There is one supporting actor given enough material to shine and that is Workaholics’ actress Jillian Bell. She plays such a deadpan, biting, sarcastic, no-nonsense roommate who won’t entertain for one second that Schmidt is who he says he is, and she is wonderfully brutal with her insults. There’s a later scene where she keeps wrongly misinterpreting a fight with Schmidt into something else. It’s a highlight of the movie, a great example of her physical comedy skills and sense of timing, and it’s a plumb example of taking a topic that a situation that could be uncomfortable and finding the right balance to guide an audience along for the best laugh.
Like before, once the movie adapts to its action-filled climax, the jokes start taking a backseat to the action theatrics. Returning directors Phil Lord and Christopher Miller (The LEGO Movie) have kept their same brand of rambunctious spirited comedy alive and well, which keeps the movie’s pace brisk and always open to fresh weirdness. While some jokes don’t work as well the second time (Vietnamese Jesus, the drug freak-out fantasy sequence, though its use of Creed music almost makes up for that), this is still more sequel than retread. This is not an Austen Powers that repeats the exact same jokes with slightly different settings. Lord and Miller understand how to satiate an audience without overt pandering. They know how to build payoffs that are small and payoffs that are big, ones directly linked to character goals. There are strong comedic set pieces unrelated to any sort of meta commentary, Schmidt’s impromptu slam poem being one of them. It’s a manner of giving people what they want while still finding new ways to surprise, because otherwise comedy is dead without the subversion of expectations.
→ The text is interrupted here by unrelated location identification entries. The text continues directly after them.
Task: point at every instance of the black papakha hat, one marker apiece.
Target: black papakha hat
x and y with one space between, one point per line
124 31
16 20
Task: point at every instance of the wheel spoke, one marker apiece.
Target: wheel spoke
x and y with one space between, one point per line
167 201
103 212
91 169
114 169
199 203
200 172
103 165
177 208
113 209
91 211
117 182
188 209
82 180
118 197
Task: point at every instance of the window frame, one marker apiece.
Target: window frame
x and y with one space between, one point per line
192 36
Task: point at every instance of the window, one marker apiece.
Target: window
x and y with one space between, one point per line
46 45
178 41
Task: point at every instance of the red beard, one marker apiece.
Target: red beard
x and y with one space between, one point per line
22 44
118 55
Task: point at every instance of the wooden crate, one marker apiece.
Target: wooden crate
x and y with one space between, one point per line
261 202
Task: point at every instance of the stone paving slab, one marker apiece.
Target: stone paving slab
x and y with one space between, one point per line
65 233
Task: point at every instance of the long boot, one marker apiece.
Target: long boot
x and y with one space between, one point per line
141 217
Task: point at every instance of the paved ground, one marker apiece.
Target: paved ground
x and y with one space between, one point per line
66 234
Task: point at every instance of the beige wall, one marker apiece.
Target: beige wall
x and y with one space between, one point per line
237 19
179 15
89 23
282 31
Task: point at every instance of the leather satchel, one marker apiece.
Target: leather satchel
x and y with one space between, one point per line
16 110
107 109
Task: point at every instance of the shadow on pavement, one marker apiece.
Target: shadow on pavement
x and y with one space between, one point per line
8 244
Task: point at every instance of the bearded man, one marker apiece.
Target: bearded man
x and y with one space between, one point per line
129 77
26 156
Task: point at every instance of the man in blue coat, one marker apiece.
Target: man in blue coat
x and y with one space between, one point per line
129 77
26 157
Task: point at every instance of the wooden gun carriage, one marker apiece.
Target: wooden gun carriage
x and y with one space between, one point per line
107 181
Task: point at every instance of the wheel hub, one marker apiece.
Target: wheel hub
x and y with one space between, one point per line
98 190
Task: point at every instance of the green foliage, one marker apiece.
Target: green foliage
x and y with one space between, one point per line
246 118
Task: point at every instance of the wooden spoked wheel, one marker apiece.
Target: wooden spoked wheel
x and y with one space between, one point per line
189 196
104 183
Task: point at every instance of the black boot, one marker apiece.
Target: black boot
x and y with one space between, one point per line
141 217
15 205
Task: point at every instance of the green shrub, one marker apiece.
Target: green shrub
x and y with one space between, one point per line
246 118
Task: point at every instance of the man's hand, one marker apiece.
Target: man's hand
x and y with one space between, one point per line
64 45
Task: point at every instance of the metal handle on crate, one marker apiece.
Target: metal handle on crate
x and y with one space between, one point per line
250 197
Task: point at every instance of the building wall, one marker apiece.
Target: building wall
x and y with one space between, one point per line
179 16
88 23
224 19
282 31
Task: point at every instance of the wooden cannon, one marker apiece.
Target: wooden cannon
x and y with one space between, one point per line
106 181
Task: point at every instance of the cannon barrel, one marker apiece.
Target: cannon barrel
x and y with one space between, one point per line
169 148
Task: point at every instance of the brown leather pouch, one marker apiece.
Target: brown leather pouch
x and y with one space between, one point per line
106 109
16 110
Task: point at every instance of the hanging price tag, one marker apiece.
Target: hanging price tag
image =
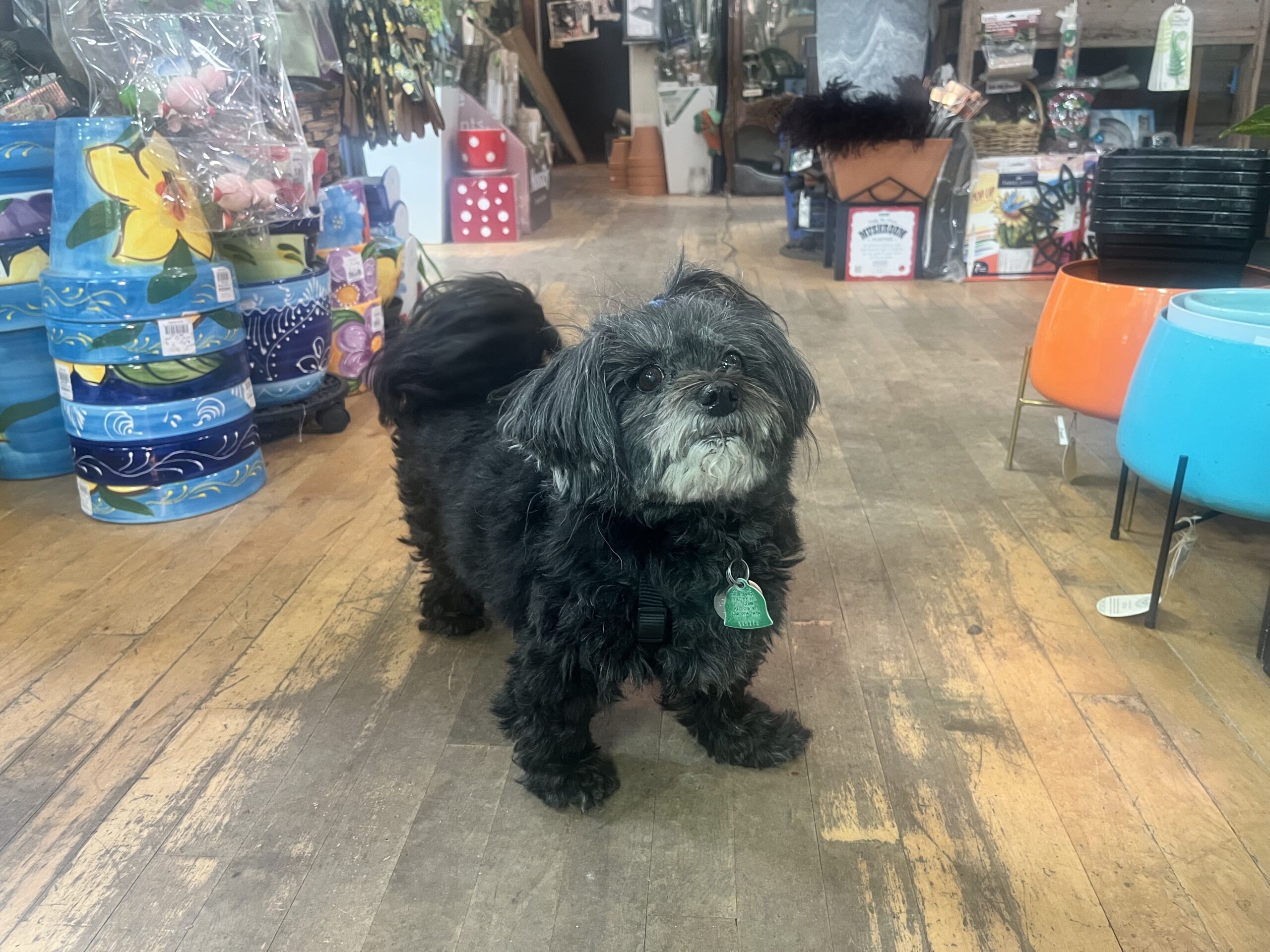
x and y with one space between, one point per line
64 380
85 497
1170 66
224 278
“More of the same” is the best and worst summary for 22 Jump Street, and despite 1500 words of film criticism, all you really need to ask yourself. Is more of the same good enough for you when it comes to another 21 Jump Street movie? Sure, we’d all wish for the same sort of unexpected cheeky revelation that was the first film, but then again no one had any expectations that a 21 Jump Street movie would be anything worth watching, let alone one of the best films of that year. 22 Jump Street is hilarious, witty, aggressive, irreverent, and even when it has to take on the role of action-comedy, it does so with a consistent wink, pointing toward all the sequel tropes and absurdity without rubbing your nose in every single reference and gag. The second time around Jump Street is, by definition, never going to be as fresh, but the company is still top-notch, the jokes are still layered and cracking, and the determination is high. It’s a sequel that delivers what it promises. I’m ready to take this franchise as far as it can conceivably go for two men well into their 30s-posing-as-high-schoolers. Magician school, here we come.